Several proteins involved in the DDR are currently being investigated as potential synthetic lethality targets for new cancer treatments. For instance, ATM, ATR, Wee1, WRN, PARG, POLQ, PMTRT, PKMYT1, and ACL1 are novel synthetic lethal drug candidates currently in preclinical and clinical development aimed at modulating the DDR machinery (Li et al., 2023).

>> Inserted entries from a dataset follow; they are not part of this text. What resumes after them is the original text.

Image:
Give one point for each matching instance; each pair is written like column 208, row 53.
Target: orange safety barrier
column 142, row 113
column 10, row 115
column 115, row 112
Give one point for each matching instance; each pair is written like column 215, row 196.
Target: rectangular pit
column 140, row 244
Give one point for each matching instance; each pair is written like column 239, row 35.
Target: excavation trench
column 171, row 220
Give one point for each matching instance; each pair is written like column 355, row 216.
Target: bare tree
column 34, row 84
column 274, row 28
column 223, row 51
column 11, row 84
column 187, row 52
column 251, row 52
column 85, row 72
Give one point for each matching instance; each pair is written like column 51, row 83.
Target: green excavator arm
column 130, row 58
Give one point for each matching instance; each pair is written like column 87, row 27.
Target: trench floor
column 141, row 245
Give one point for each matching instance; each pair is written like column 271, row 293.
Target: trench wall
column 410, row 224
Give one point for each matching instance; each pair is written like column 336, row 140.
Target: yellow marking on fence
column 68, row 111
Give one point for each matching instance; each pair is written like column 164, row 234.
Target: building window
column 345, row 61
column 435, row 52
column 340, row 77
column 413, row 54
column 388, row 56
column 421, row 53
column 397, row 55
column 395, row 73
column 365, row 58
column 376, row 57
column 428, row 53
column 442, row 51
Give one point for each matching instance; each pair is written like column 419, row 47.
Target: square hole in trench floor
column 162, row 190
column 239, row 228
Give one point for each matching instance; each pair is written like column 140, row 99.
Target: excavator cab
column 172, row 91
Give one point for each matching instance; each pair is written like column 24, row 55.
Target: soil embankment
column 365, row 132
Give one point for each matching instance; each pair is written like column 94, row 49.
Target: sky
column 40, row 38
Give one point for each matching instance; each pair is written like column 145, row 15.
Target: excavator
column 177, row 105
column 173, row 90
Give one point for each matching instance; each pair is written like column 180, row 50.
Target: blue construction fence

Ubiquitin-specific protease 1 (USP1) is a deubiquitinating enzyme (DUB) that plays a key role in regulating the DNA damage response (Kim et al., 2009; Murai et al., 2011). USP1 deubiquitinates its substrates, mono-ubiquitinated FANCD2-FANCI, and PCNA, to regulate interstrand crosslink (ICL) repair and translesion synthesis (TLS), respectively (Huang et al., 2006; Nijman et al., 2005) (Fig. 1). USP1 expression and activity is upregulated in BRCA1-deficient tumors, osteosarcoma, colorectal cancer, and other tumor cells (Lim et al., 2018; Williams et al., 2011; Xu et al., 2019), suggesting that these cancers are hyper-reliant on USP1. Importantly, synthetic lethality between USP1 and BRCA1/2 has been demonstrated experimentally, setting the stage for the development of USP1 inhibitors (Lim et al., 2018). Additionally, the inhibition of both PARP and USP1 has shown strong synergy in BRCA1/2 mutant tumors (Cadzow et al., 2024; Simoneau et al., 2023). This research has spurred the discovery of USP1 inhibitors such as RO7623066 (KSQ-4279), SIM0501, XL309–101, and HSK39775. These inhibitors have advanced into phase 1/2 clinical trials, either as monotherapies or in combination with PARP inhibitors, with promising early results emerging (Yap et al., 2024).

This review provides a comprehensive overview of the fundamental mechanisms of USP1 function and inhibition, as well as the current state of preclinical and clinical development of USP1 inhibitors.